Asylum seekers are required to make their claims in the first country they enter that is a party to the safe third country agreement. If they don’t, the other countries in the agreement can dismiss their claims and send them back to that country.

Under the 1980 U.S. Refugee Act, these agreements aren’t considered treaties, so they can be made without Congress’s approval. Asylum seekers may only be deported to countries where their lives aren’t threatened, and where they have full access to fair asylum proceedings.

What are the criticisms?

Critics say Trump’s proposed agreements wouldn’t meet these standards. They argue that Guatemala and Mexico lack the resources to handle so many asylum claims and point to State Department warnings that asylum seekers are at risk of violence in both countries. Many also say that such agreements don’t address the root causes that push people to flee and may just encourage them to find different routes to the United States.

The administration counters that the measures are necessary to stem migration and protect asylum seekers from long, dangerous journeys, often in the hands of human traffickers.

Are there other examples of safe third country agreements?

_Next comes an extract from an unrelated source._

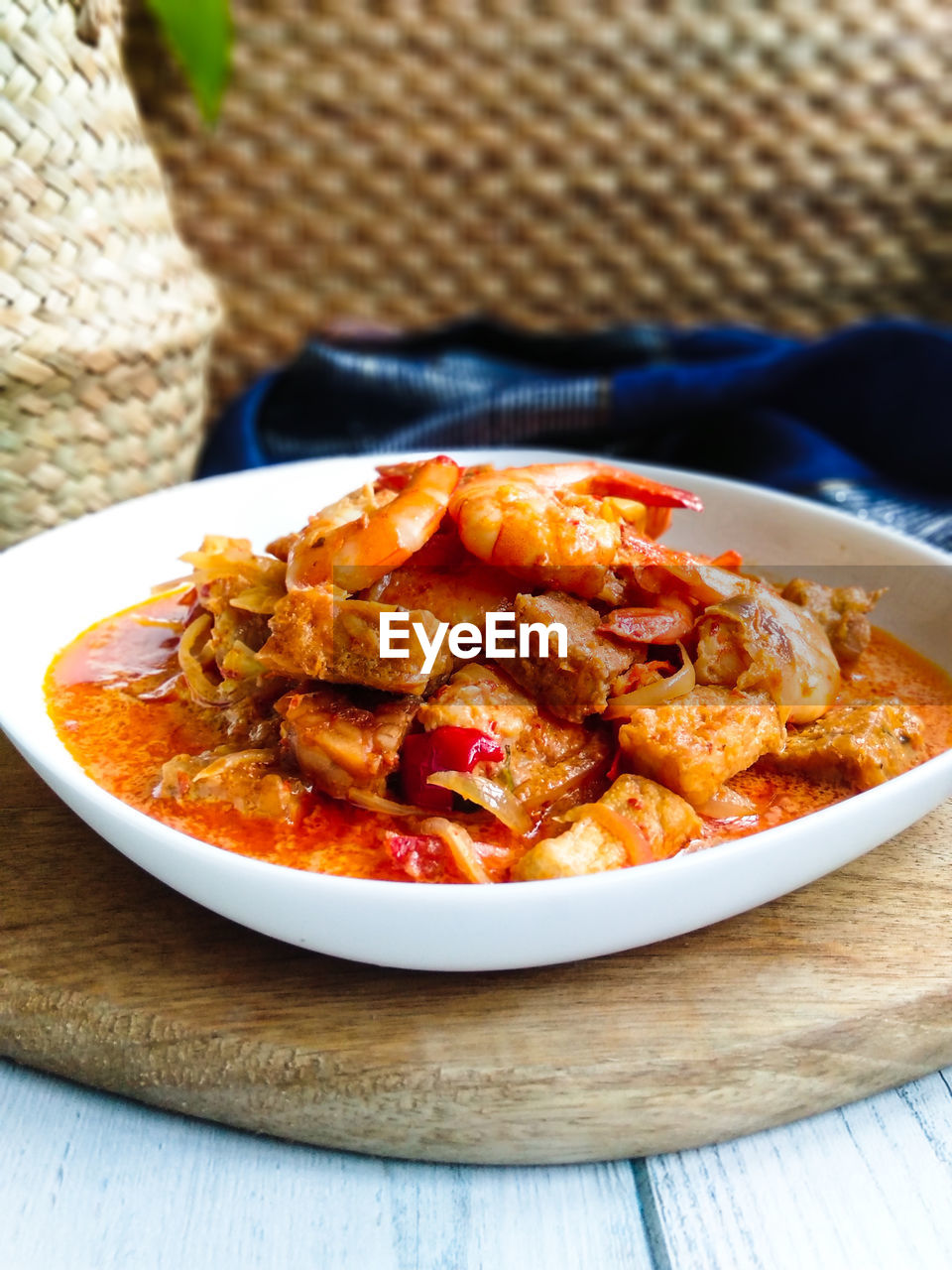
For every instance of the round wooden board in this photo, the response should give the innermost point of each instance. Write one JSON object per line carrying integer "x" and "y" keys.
{"x": 824, "y": 996}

The United States has one other such arrangement, a 2002 agreement with Canada.

The European Union, amid an influx of migrants from Africa and the Middle East, has also enacted policies to return asylum seekers to third countries. The bloc’s Dublin Regulation says that asylum seekers must make their claims in the first EU country they enter or risk being returned there. In 2016, Turkey agreed to a deal with the EU to take back refugees. And in 2017, EU countries controversially made an agreement with Libyan authorities to return would-be asylum seekers detained while crossing the Mediterranean.

Meanwhile, Trump administration officials hope this is just the beginning: they are also seeking agreements with Brazil, El Salvador, and Honduras.